Specific numerical values of the length, width, and depth of the main sipe 21 are not limited. As an example, the width of the main sipe 21 is 0.3 mm or more and 0.8 mm or less, and the depth of the main sipe 21 is 50% or more and 70% or less of the depth of the main groove 10.

Further, the auxiliary sipe 23 of the present embodiment is linear in a plan view. Two auxiliary sipes 23 extending from one main sipe end 22 form a V shape. It is preferable that the angle θ in the extension direction of the auxiliary sipe 23 with respect to the extension direction of the main sipe 21 is 50 ° or more and 70 ° or less, respectively. Therefore, the angle 2θ formed by the two auxiliary sipes 23 is preferably 100 ° or more and 140 ° or less.

As shown in FIG. 3, the auxiliary sipe 23 gradually shortens toward the depth direction. That is, the length of the auxiliary sipe 23 in the extension direction (direction of arrow B in FIGS. 2 and 3) becomes shorter as the position of the auxiliary sipe 23 becomes deeper. As shown in FIG. 3, the auxiliary sipe 23 is connected to the main sipe 21 from the opening end 24 to the ground plane side to the bottom 25. Therefore, the auxiliary sipe 23 gradually becomes shorter toward the main sipe 21 as it gets deeper.
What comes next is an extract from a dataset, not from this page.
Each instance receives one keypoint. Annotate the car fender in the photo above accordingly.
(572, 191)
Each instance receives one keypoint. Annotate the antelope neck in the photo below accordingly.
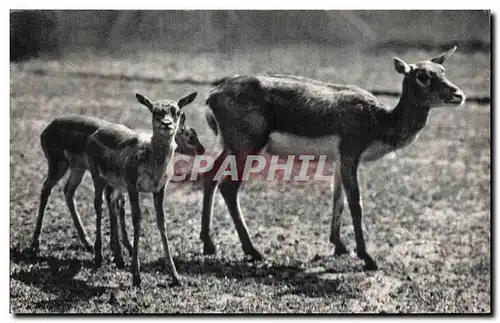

As shown in FIG. 3, in the present embodiment, in the cross section of the auxiliary sipe 23 in the depth direction and the extension direction, the end portion of the auxiliary sipe 23 opposite to the main sipe 21 (referred to as the auxiliary sipe end 26) has a straight line. It is drawn, and the cross-sectional shape of the auxiliary sipe 23 in the depth direction and the extension direction is a triangle. It is assumed that the auxiliary sipe end 26 continues from the opening end 24 of the auxiliary sipe 23 to the bottom 25.

The specific numerical values of the length, width, and depth of the auxiliary sipe 23 are not limited. The width of the auxiliary sipe 23 may be the same as the width of the main sipe 21, but may be narrower than the width of the main sipe 21 or wider than the width of the main sipe 21. Further, the depth of the auxiliary sipe 23 is preferably 1/3 or more of the depth of the main sipe 21 and less than or equal to the depth of the main sipe 21. The depth of the auxiliary sipe 23 is the length from the opening end 24 to the bottom 25.

In the present embodiment, the length, width, and depth of all the auxiliary sipes 23 included in one sipes 20 are the same. However, at least one of the length, width, and depth of the auxiliary sipe 23 may be different for each auxiliary sipe 23.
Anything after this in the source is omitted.